Hosting the event with citizens still dealing with the fallout from Floyd’s murder was a significant point of emphasis, he said. This stop on the nationwide “Heal America Tour”, which will be held at Shiloh Temple International Ministries in Minneapolis, is free for the public to attend.

One objective of the series is to foster an understanding of the culture in these communities to see which areas are in need of the most attention, Jahwar said. Everything from the standpoint of community outreach and local development starts with empathy for the people in those areas, which is achieved mainly through one-on-one interactions.

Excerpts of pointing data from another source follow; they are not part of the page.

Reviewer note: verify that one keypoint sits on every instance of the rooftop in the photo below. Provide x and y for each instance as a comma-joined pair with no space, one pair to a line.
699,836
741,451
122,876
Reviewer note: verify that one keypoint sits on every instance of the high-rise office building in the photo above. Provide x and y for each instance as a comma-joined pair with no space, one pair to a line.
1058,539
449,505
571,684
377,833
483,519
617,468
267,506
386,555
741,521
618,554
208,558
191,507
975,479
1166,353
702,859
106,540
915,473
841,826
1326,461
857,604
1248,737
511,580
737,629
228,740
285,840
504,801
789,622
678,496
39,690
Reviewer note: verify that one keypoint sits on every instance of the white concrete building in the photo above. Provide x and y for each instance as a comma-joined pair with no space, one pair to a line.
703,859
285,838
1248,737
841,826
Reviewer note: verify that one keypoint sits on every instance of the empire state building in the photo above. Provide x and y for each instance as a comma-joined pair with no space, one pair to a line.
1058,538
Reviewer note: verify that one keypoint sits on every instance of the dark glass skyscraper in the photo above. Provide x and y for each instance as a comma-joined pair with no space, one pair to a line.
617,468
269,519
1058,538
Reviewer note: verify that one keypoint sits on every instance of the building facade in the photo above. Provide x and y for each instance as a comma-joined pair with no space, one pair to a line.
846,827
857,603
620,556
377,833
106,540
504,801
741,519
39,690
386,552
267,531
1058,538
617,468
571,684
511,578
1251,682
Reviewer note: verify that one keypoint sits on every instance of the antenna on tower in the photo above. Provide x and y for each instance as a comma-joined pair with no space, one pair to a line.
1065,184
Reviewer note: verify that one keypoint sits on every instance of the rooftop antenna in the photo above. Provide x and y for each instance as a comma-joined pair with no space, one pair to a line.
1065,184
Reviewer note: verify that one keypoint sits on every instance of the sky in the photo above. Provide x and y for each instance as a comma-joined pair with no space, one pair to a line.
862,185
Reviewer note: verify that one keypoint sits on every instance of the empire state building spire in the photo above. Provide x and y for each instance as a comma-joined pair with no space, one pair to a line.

“We don’t want to be the guys who fly in and say ‘This is what we believe,’” he said. “We want to be the guys who start from the bottom up and say ‘There is scalability in your progress if we agree that progress can happen.’”

Evan Feinberg, senior vice president of Stand Together, echoed the sentiment that the tour is based upon non-radical ideas that lead to tangible solutions. As a result, the groups’ advocacy has centered around broad police and criminal justice reform.

Transforming the culture surrounding the law enforcement community to encourage transparency and accountability was a key point Feinberg touched on. Policy amendments within police forces regarding training tactics and union contracts that protect bad actors in cases of misconduct are imperative, he said.

“The way that we heal as a country is first acknowledging that these injustices exist and that we all come together and commit ourselves to the cause of removing whatever barriers are preventing us from realizing our potential,” Feinberg said. “And the beautiful thing about America has been that we were founded on these great principles and that we’ve had the ability to self-correct and apply those principles to drive progress. And so, the goal now is to figure out what solutions will actually drive that progress.”

Further, Feinberg said issues like civil asset forfeiture, qualified immunity and quotas that overemphasize ticketing and arrest numbers are targets of necessary police reform. Measures that eliminate law enforcement’s “unnecessary criminalization” of societal problems is also underscored throughout the tour.

Police should be focused on preventing and solving serious crime, he said. Problems like homelessness, mental illness and substance abuse should be left to specially trained community social workers instead. 

“For us, that’s a robust policy agenda,” Feinberg said. “At the federal level, the state level, and then, of course, at the local community and precinct level, we think it gives a framework for thinking about what productive reform looks like.”